Once you put all your thoughts together, you will come up with a list of goals. Some of your goals will be long-term (15 years plus) and some will be shorter-term (5 years or less), and some goals may even be in the middle. Once you have a list of you goals, you know are in a better position to accumulate the money you need and have an idea of which investments should be used to meet your various goals.
Looking forward to retirement
It's obvious that no one gets out of the office everyday and wonders is today the right to retire? Retirement for the most part is a long way away for some people and it may seem like you have time before you start thinking about it, but it's really never too early to start planning for your retirement. The earlier you start, the more time you'll have to invest and accumulate the money you need to fund a confident and secure retirement.
Imaging a situation where your goal is to retire at 65 with a $500,000 retirement nest egg. But say you start saving and contributing to your retirement fund at age 25 through your company's 401(k) plan. If you investment grows at 6 percent per year, compounded monthly, you will have way more than 500k sitting in your 401(k) retirement account at age 65.
However, the shorter the time you have to save and invest your money, the harder it will be to attain your original goal. Let's say you wait until you turn 35 before you begin saving and investing your money. Assuming everything is equal with the amount you decide to contribute and the investment rate of return you will hypothetically receive, you would end up with only about half of the amount you were hoping to get. Even though it's never too late to start thinking about your retirement, good decisions early on can make your chances of achieving your goals much greater.
Here are some points to consider when you're planning your retirement and investing strategy:
•Make sure to plan for a long life. Average life expectancies have been going up for decades, and many people even live longer than those averages.

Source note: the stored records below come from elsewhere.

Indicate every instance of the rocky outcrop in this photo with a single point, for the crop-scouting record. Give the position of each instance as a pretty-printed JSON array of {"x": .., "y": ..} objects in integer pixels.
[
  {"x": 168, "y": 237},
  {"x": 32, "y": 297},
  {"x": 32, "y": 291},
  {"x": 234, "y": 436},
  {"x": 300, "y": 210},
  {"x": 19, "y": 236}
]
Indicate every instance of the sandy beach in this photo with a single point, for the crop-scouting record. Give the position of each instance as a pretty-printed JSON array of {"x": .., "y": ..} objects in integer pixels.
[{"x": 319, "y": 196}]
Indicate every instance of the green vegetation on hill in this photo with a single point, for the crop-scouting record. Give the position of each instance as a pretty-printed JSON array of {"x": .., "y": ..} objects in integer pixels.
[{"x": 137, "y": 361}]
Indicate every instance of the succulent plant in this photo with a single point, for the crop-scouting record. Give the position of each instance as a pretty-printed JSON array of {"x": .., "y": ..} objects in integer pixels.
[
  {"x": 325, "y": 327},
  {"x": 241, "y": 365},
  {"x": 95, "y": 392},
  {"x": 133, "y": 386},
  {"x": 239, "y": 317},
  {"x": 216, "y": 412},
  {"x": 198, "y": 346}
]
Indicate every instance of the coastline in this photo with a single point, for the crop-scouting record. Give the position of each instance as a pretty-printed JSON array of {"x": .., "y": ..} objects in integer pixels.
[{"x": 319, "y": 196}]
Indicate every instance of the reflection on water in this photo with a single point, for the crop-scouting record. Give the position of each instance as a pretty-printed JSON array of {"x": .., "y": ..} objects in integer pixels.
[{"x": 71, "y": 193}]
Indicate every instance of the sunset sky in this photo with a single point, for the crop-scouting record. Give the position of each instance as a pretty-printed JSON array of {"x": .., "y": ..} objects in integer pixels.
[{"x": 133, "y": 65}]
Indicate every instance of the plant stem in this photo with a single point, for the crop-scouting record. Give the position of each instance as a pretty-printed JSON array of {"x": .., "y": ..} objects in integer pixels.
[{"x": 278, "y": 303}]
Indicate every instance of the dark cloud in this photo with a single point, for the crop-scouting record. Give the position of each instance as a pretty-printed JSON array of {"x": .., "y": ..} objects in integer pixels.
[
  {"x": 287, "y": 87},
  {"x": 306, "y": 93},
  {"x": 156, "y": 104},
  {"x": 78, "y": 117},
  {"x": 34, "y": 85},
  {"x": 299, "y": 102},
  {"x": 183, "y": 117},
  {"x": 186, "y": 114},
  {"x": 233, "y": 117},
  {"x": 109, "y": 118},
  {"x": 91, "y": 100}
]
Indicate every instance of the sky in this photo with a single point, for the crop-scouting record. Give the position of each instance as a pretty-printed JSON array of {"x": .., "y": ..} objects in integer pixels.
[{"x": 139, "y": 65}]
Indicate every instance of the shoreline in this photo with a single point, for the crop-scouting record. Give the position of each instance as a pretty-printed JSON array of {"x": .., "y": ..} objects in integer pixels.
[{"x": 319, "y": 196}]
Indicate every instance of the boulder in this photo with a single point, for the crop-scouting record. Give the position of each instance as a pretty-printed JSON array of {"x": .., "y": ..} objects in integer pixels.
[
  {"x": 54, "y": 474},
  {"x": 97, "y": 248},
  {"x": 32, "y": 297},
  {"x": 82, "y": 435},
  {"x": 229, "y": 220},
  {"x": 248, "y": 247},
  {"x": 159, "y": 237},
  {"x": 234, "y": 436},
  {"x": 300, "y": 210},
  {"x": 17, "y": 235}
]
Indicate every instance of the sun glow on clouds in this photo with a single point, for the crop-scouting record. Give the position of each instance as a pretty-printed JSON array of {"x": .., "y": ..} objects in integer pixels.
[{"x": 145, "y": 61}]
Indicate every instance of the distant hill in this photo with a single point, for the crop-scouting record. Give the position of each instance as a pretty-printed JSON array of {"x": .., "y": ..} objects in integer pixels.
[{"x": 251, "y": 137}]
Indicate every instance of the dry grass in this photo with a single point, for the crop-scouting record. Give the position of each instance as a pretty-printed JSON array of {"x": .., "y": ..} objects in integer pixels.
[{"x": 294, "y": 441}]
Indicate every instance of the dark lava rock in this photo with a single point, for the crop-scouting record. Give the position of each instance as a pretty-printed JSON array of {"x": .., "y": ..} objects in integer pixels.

•Consider how much time you have before you retire and then invest your money accordingly. Your investments do matter. For instance, if you're retirement is a long way off, and you can stomach some risk, then you might want to consider allocating most of you money in stocks, which may be more volatile, but can offer a higher potential for long-term returns than more conservative investments. But, if you are nearing retirement, you might want to consider allocating you money more in fixed-income investment and focus on preserving your capital.
•Consider the risks of inflation on your retirement savings. When you figure in a number that you'll need to save for retirement, make sure you don't forget that over time the cost of living increases and your money's purchasing power decreases.
The truth about college savings
Saving for a child's higher education definitely requires careful and early planning. The cost of tuition rises even faster than the rate of inflation. That's why getting an early start on college savings plans and vehicles can make a tremendous difference later on and for you and your children. The farther away you have before your children go to college the money you'll be able to take advantage of saving, investing, compounding, and tax efficiency to build a significant college fund. With some tolerance for risk, you may be able to put your money into investments that offer higher growth potential.
Consider these tips:
•Estimate approximately how much it will cost to help your children go through college. Estimate the average cost of tuition for both two-year and four-year public and private colleges and universities.
•Research financial aid packages that can help you pay some of the cost of tuition. Although, there is never a guarantee that you child will be offered financial aid, it is still good to know what option may be available to you.
•Look into state-sponsored education plans that put your money into investments bases on you time frame and financial needs.
•Most importantly, think about prioritizing all your goals, because you may only have one budget but many competing goals. For instance, if you need to save for your retirement and your child's education, what approach will you take?
Investing for something big
At some point you'll probably make a big purchase such as a home or a car you've always wanted. Needless to say, large purchases usually have a shorter time frame to plan for than other financial goals. Because you won't have too much time to invest, you'll have to make sure you work out a budget with your investment dollars wisely. Rather than choosing growth investment that may take some time before you can reap those rewards, you may want to put your money into less volatile investments that are liquid and have some potential to grow.